Baseline Bias Pattern Description
SBERT Biased toward last object No contrastive image-text training
SimCSE Biased toward last object No contrastive image-text training
NegCLIP Bias mitigated Hard negative training
Training \(2\text{B}\rightarrow 10\text{B}\) steps Bias aggravated Deteriorates as training progresses

Key Findings

  • Text Bias 16:1: The retrieval probability for the 1st object is 17 times higher than that for the 4th object (CLIP LAION).
  • Image Bias 13:1: Large objects achieve a retrieval probability that is 31 times higher than that of the smallest objects.
  • Bias is inherent to contrastive learning: Mathematically proved that CLIP's InfoNCE loss can converge to incomplete text representations.
  • Hard negative training mitigates but does not cure the issue: SugarCrepe reduces the bias ratio from 17:1 to 6.7:1.

Highlights & Insights

  • First detailed quantification of CLIP's multi-object bias: Transitioning from "knowing there is a bias" to "precisely measuring how severe the bias is and where it comes from."
  • The bias propagation chain (Training Data \(\rightarrow\) Image Encoder \(\rightarrow\) Text Encoder) is a key discovery—implying that modifying the description habits of the training data might be the most fundamental solution.
  • The ComCO dataset provides a standardized multi-object evaluation toolkit for future research.

Limitations & Future Work

  • ComCO uses synthetic data, which exhibits a domain gap with real-world multi-object scenes.
  • Only object size and mentioning order are analyzed; other factors (e.g., object salience, category frequency) remain unexplored.
  • No concrete de-biasing training scheme has been proposed.
  • vs Winoground / ARO: These benchmarks evaluate compositional understanding but do not distinguish the sources of biases.
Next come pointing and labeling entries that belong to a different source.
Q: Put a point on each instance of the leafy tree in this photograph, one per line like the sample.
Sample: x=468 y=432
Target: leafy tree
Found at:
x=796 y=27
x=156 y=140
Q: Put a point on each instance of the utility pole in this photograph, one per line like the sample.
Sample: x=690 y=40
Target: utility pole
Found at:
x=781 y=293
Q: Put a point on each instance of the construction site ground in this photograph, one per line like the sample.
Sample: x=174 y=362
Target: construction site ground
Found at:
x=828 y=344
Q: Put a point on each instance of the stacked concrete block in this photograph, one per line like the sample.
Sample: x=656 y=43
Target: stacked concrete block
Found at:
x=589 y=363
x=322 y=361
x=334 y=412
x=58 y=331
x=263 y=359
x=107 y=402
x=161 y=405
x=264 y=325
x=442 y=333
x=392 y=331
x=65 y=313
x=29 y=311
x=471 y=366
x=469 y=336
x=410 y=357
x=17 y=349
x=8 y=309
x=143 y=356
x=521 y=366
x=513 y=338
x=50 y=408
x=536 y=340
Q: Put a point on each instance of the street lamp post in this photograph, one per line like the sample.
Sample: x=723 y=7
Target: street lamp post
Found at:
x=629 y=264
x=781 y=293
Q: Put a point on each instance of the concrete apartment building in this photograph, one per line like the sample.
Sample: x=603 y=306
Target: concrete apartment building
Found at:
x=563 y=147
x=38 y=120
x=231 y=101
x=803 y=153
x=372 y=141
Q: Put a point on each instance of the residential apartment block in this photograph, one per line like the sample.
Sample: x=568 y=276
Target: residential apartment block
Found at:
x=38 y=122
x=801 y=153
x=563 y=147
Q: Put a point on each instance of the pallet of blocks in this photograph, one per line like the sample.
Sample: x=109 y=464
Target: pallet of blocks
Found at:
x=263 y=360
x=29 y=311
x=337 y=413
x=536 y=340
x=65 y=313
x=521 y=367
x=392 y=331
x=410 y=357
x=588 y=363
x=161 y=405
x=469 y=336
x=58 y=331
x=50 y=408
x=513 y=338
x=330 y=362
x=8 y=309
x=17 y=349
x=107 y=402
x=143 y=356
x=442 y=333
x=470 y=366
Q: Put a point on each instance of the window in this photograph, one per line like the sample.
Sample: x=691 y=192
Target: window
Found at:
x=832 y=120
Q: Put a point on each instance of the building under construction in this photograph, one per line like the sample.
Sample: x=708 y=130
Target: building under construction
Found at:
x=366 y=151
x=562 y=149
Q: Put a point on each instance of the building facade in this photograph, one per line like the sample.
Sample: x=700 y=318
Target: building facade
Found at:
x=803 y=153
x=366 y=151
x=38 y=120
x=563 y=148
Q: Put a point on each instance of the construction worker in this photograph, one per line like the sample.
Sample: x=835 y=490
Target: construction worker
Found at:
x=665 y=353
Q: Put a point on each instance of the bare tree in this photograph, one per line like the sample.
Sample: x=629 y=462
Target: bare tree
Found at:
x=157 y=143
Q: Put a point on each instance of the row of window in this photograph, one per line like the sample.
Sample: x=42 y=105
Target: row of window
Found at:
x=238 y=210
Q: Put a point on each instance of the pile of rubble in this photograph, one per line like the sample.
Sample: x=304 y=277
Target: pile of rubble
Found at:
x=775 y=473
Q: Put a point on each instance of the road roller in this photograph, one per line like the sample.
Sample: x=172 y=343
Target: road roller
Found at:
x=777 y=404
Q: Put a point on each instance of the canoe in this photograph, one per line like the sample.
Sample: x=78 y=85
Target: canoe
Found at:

ComCO's controllable design allows precise attribution.
  • vs NegCLIP: Hard negative training can mitigate the biases, but this paper reveals that the root cause lies in the training data.

Rating

  • Novelty: ⭐⭐⭐⭐⭐ First to systematically reveal the root-cause chain of CLIP's multi-object biases.
  • Experimental Thoroughness: ⭐⭐⭐⭐⭐ Multi-model, multi-dimensional, controlled experiments, training trajectory validation, and mathematical analysis.
  • Writing Quality: ⭐⭐⭐⭐⭐ Decisive and rigorous logic from phenomenon to attribution.
  • Value: ⭐⭐⭐⭐ Serves as an important warning for all downstream tasks dependent on CLIP.